I've just come back from a fabulous few days in Switzerland, and got to spend time with my family over Christmas. This is Dermot and I in Zurich about to have a very very good hot chocolate. And we fly off to Reykjavic today for New Year's Eve, hoping to also see the Northern Lights. Dermot has seen them sailing, and I've always been incredibly jealous. So I'm keeping my fingers and toes crossed that the odds are in my favour.
This time last year I was wallowing in misery, reflecting on the results from my mastectomy - namely that my breast cancer had spread to my lymph nodes during chemo, and that the tumour was much, much larger than we initially thought.
A year has passed, and it's been quite a year. I've made new friends, lost dear friends, and have lost count of the number of times I've spoken about my experience of having breast cancer as a breast surgeon. But now I'm starting to feel something different. I'm feeling angry. And this is new for me. Especially as those who know me well will know that I NEVER get angry, and will do anything I can to avoid confrontation.
The waiting game
Why am I angry? I'm angry that my life is still on hold, 18 months after I was diagnosed. I'm still waiting to go back to work. Now this is complex, seeing as I'm a breast surgeon, and I need to be re-skilled in a stress-free environment over a period of several months before I'll be mentally and physically ready to go back to work in Ipswich. Patient safety and my own safety are paramount. My own hospital has been fantastic at taking guidance and making sure that my return to work is as smooth as possible, but when several different organsiations are involved in coordinating this, it can take 2 weeks for two people just to have a conversation about planning a meeting. I was officially fit to return to work in September, but it now looks like February at the earliest.
Why am I so grumpy about all this extra time off? Surely I should be making the most of it? Well in the beginning, when I was recovering from radiotherapy and was still exhausted, it was nice. But now my brain has woken up (after chemo and the menopause) and I'm bored out of my mind. Not being at work means I have no social interaction during the day when my husband is at work. I used to love talking to all my colleagues and of course, talking to patients. Now, I often end up food shopping every day just so I have something to do and someone to talk to. I do meet up with friends regularly to walk the dogs and eat tea and cake, but there are still a lot of hours left in the day to fill.
When you're used to being a consultant surgeon and suddenly find yourself spending a year and a half being a glorified housewife (without children to look after) it is very hard to entertain yourself, and it's also hard to accept that you no longer have a role. I don't help people anymore. I don't look after people anymore. I feel I've lost my purpose in life. And there is a limit to the amount of knitting / quilting / tidying / cleaning you can do without going crazy!
I did finally finish this hand-stitched quilt though, which has taken me 2 years, so it's not all bad.
This is part of the reason why I signed up to do a half ironman (or aluminium-man, for all you chemistry geeks) in July, so the training would help occupy my days.
Will things get better?
I'm also waiting to see if my shoulder stiffness will improve.

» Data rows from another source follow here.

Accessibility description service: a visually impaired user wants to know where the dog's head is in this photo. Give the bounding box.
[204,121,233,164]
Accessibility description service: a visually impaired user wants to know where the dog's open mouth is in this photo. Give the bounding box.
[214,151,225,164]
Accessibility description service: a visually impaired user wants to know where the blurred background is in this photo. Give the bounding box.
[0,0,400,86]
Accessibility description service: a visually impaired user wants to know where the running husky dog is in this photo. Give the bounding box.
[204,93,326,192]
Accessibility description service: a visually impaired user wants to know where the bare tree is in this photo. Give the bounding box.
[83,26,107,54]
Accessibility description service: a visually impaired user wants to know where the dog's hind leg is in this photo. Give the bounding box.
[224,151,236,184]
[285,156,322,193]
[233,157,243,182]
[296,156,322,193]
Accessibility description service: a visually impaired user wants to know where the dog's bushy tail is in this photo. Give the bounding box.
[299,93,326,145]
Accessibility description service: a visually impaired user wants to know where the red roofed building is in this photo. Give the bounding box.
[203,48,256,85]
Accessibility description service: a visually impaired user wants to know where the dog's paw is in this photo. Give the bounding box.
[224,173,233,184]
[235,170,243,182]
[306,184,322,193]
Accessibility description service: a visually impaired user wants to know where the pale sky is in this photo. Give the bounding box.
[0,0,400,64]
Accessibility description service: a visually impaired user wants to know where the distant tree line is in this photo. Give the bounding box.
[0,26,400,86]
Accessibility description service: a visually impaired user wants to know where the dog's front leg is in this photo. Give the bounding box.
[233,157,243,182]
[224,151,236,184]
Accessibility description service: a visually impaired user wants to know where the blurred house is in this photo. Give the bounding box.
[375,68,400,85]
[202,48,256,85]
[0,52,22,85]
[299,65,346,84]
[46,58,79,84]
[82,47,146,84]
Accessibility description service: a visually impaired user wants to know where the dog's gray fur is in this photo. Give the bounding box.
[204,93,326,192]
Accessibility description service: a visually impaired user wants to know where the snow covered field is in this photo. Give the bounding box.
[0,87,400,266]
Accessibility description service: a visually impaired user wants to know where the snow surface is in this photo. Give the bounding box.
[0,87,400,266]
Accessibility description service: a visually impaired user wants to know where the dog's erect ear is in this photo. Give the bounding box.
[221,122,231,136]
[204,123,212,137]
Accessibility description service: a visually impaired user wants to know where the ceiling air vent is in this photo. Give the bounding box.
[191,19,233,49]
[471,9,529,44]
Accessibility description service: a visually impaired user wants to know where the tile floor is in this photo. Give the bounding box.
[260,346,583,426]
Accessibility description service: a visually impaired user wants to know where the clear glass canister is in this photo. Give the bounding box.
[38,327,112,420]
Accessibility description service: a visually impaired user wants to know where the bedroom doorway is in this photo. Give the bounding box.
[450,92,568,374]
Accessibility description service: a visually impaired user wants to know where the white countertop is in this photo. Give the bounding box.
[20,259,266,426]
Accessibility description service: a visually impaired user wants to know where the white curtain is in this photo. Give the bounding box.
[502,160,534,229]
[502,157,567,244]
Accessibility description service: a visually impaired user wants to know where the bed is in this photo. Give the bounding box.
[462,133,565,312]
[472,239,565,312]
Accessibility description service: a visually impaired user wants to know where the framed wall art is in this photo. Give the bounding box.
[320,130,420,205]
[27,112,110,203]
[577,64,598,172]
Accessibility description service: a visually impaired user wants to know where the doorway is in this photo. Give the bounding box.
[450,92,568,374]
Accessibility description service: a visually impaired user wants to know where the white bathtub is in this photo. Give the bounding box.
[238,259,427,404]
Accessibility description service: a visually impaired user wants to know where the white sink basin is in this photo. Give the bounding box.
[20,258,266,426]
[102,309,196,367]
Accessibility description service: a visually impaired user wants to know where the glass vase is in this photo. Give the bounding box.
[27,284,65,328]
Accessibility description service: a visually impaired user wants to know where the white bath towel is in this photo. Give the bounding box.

I've been left with intermittent recurrent cording and a decreased range of movement following my surgery. I see an amazing physio, Bob Grainger at PhysioFixx, twice a month who sticks his thumbs in my pectoral muscle and shoulder girdle - which I like to call silent screaming, and we are slowly getting there, but it really is slow progress.
I'm also waiting to see how much more of an effect radiotherapy will have on my implant. I've developed a capsule. This is normal, and quite common, but there are different grades of a capsule. Mine is quite bad. I don't mind the physical appearance (visible rippling and very thin skin), but it's the pain that makes it hard to cope with. I get spasms that make me swear out loud, and often have to apologise to the person I'm sat next to, and then realise that I'm groping my fake boob in public to ease the spasm - god knows what they think of me.
Will things get worse?
Another thing I'm waiting for is to find out whether my cancer will come back. Now, this may seem odd, and I hope that it never does. But that thought is always in the back of my mind. I've lost several twitter friends this year to metastatic breast cancer, and every month that passes by is a bonus.
Cheer up, it might never happen
This is what I need to keep telling myself, and it's at times like this when I really do need my Jar of Joy! Mine is full to bursting at the moment, and I can't wait to read all the cards in January and to start afresh. Good things happen all the time, we just need to be aware of them and acknowledge and appreciate the people in our lives.
So I'm hoping that 2017 is even better than 2016 for you all, and let's see where it takes us.